Do romance podemos retirar ainda a descrição de várias personagens ilustres daquele tempo: D.João II “O Príncipe Perfeito”, cruel, visionário de um império português marítimo, tão amado como odiado, obstinado por um ideal; D.Manuel I “O Venturoso” que colheu os frutos do projecto do seu antecessor; Diogo Cão, o primeiro navegador a chegar à foz e a subir o actual rio Congo; o judeu Abraão Zacut, astrónomo, braço direito de D.João II, graças aos seus estudos possibilitou a orientação das caravelas em alto-mar e um sistema eficaz de cálculos e registos nas expedições marítimas; o interesseiro, venenoso e trapaçeiro Cristovão Colombo, entre muitos outros.Do romance, são as descrições da vida a bordo das caravelas portuguesas, das agruras de tão tumultuosas viagens, das intrigas que se movimentavam na corte, as relações entre reinos e a situação do malogrado povo judeu que mais eficazmente são relatados no romance. Não estamos perante mais uma ode à epopeia marítima portuguesa, nota-se um claro sentido de reconhecimento dos heróis esquecidos, homens que oferecendo a sua coragem e vida a uma causa (muitos deles, os chamados “matalotes”, desconhecendo-a), como Bartolomeu Dias contribuíram com o seu engenho e audácia para a abertura do mundo ocidental ao oriente, ousando ser maiores do que as fronteiras seu pequeno país os deixava ser, numa época de ouro da história de um país, que só alguns consagrou.
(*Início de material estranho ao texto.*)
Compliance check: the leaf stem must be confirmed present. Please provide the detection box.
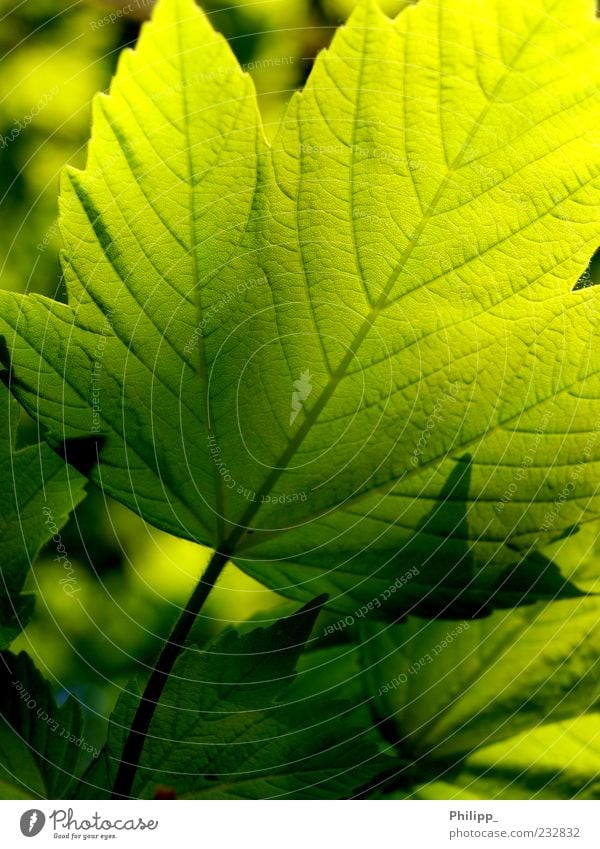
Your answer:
[111,551,229,799]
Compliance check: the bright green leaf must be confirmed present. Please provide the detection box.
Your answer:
[0,0,600,615]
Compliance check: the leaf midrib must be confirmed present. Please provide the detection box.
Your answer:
[223,0,559,554]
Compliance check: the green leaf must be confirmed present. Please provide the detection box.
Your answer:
[0,0,600,616]
[107,603,391,799]
[0,652,94,799]
[378,713,600,800]
[361,599,600,769]
[0,386,85,649]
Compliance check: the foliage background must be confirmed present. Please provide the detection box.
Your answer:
[0,0,600,795]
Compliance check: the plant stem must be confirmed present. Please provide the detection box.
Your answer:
[111,551,229,799]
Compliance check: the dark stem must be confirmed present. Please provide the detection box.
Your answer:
[111,551,229,799]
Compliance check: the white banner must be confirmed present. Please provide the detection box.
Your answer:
[0,801,600,849]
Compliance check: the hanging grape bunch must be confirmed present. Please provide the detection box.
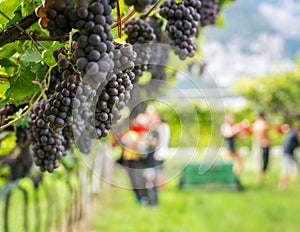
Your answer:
[29,100,66,172]
[159,0,201,60]
[124,0,158,12]
[198,0,220,27]
[124,18,156,81]
[21,0,227,172]
[87,44,136,139]
[74,1,116,89]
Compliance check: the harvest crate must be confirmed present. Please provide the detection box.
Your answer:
[180,162,239,189]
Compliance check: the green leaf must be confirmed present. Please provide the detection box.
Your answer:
[21,48,42,63]
[0,81,10,101]
[0,43,17,59]
[42,42,63,67]
[5,63,38,103]
[0,0,22,24]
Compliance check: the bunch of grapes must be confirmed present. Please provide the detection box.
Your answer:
[45,66,63,98]
[73,1,115,89]
[62,102,92,154]
[159,0,201,60]
[29,100,65,172]
[0,104,17,126]
[44,54,95,131]
[124,0,157,12]
[147,16,169,82]
[198,0,220,27]
[87,44,136,139]
[124,18,156,81]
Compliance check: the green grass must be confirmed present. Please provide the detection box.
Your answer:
[85,156,300,232]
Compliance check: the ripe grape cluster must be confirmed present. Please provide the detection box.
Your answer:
[45,65,63,98]
[87,44,136,139]
[198,0,220,27]
[125,18,156,81]
[159,0,201,60]
[44,54,95,131]
[29,100,65,172]
[124,0,157,12]
[73,1,116,89]
[147,16,169,82]
[0,104,18,126]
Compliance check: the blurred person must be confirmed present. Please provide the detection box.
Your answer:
[252,112,270,182]
[220,113,243,176]
[278,124,300,189]
[154,115,171,187]
[120,118,148,204]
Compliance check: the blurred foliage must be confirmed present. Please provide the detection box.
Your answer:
[233,57,300,123]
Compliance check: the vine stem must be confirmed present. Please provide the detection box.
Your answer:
[117,1,122,38]
[111,10,136,28]
[17,35,69,42]
[141,1,160,19]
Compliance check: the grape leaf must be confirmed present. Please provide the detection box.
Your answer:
[42,42,63,67]
[21,48,42,63]
[0,43,18,59]
[0,81,9,100]
[0,0,22,24]
[5,63,39,103]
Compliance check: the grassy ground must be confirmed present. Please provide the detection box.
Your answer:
[81,154,300,232]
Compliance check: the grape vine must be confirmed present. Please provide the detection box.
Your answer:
[0,0,226,173]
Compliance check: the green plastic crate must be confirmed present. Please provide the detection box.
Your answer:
[180,162,237,188]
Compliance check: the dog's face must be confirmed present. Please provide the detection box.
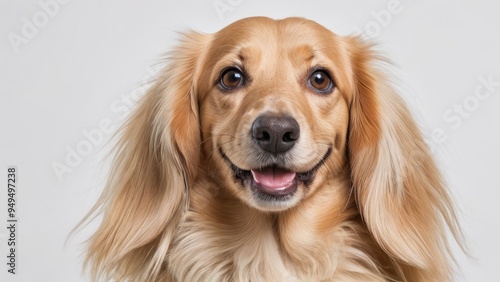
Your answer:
[198,18,350,211]
[87,18,459,281]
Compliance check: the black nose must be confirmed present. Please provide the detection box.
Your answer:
[252,115,300,154]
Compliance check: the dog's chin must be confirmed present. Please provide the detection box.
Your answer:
[219,147,331,211]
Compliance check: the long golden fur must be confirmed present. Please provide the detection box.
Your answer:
[81,17,460,282]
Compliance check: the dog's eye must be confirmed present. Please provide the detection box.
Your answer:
[309,70,334,93]
[219,68,243,90]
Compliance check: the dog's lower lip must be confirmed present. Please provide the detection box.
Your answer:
[218,146,332,190]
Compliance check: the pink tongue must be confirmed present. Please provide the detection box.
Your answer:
[252,168,295,189]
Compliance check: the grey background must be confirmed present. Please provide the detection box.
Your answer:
[0,0,500,281]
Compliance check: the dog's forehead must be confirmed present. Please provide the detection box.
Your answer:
[213,17,333,48]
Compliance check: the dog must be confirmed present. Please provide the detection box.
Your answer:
[81,17,461,282]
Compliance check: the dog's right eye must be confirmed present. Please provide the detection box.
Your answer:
[219,68,243,90]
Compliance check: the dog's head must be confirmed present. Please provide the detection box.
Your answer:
[84,18,462,280]
[198,18,354,211]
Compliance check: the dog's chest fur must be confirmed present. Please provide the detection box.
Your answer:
[167,177,385,281]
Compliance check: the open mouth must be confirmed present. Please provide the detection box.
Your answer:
[219,146,332,201]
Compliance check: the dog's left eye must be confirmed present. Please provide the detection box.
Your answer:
[219,68,243,90]
[309,70,334,93]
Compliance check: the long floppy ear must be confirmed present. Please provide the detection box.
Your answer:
[348,38,461,281]
[86,32,209,281]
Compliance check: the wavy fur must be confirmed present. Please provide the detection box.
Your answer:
[79,18,460,281]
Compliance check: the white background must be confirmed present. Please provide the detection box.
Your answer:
[0,0,500,282]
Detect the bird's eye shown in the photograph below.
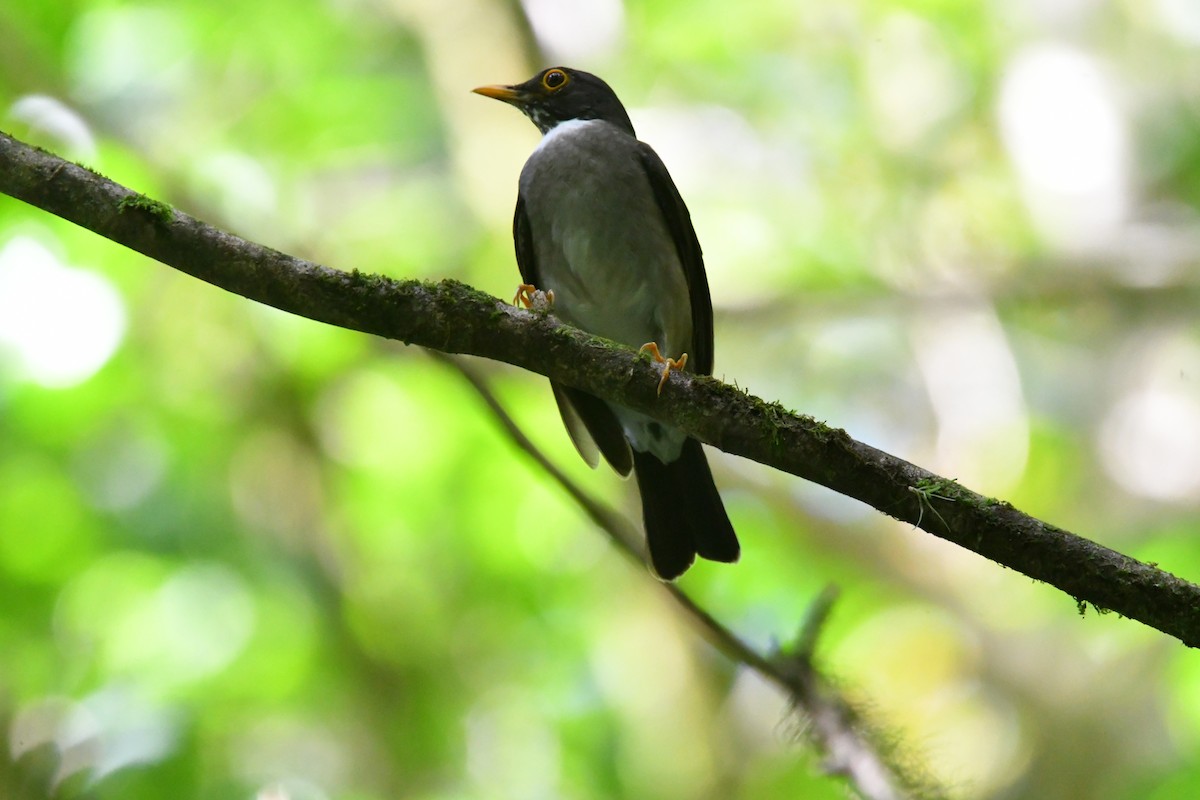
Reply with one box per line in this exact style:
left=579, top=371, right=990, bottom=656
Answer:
left=541, top=70, right=566, bottom=91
“Jaz aqui, na pequena praia extrema,
O Capitão do Fim. Dobrado o Assombro,
O mar é o mesmo; já ninguém o tema!
Atlas, mostra alto o mundo no seu ombro.”
(Fernando Pessoa, “Epitáfio de Bartolomeu Dias”, in Mensagem)
8 comentários:
O John Adams português?
Um pouco, apesar de tudo, Bartolomeu Dias não participou na construção de um país. John Adams era um intelectual, Bartolomeu Dias era um bravo navegador a cumprir ordens de senhora majestade. Curioso é constatar que a ambos encaixam os mesmos adjectivos, os dois acabando por ficar na sombra de outros, não obstante a sua importância para a história.
Interessante como Bartolomeu Dias participou nas viagens mais marcantes do período dos Descobrimentos, a dobragem do cabo da Boa Esperança, o caminho marítimo para a Índia e a descoberta do Brasil... tal como John Adams interveio em todos os momentos marcantes da génese dos Estados Unidos. A História não os beneficiou.
Indeed
Eu diria mais.
lol
Indeed
Lolada
Skykodak o que achas tu do Bartolomeu Dias?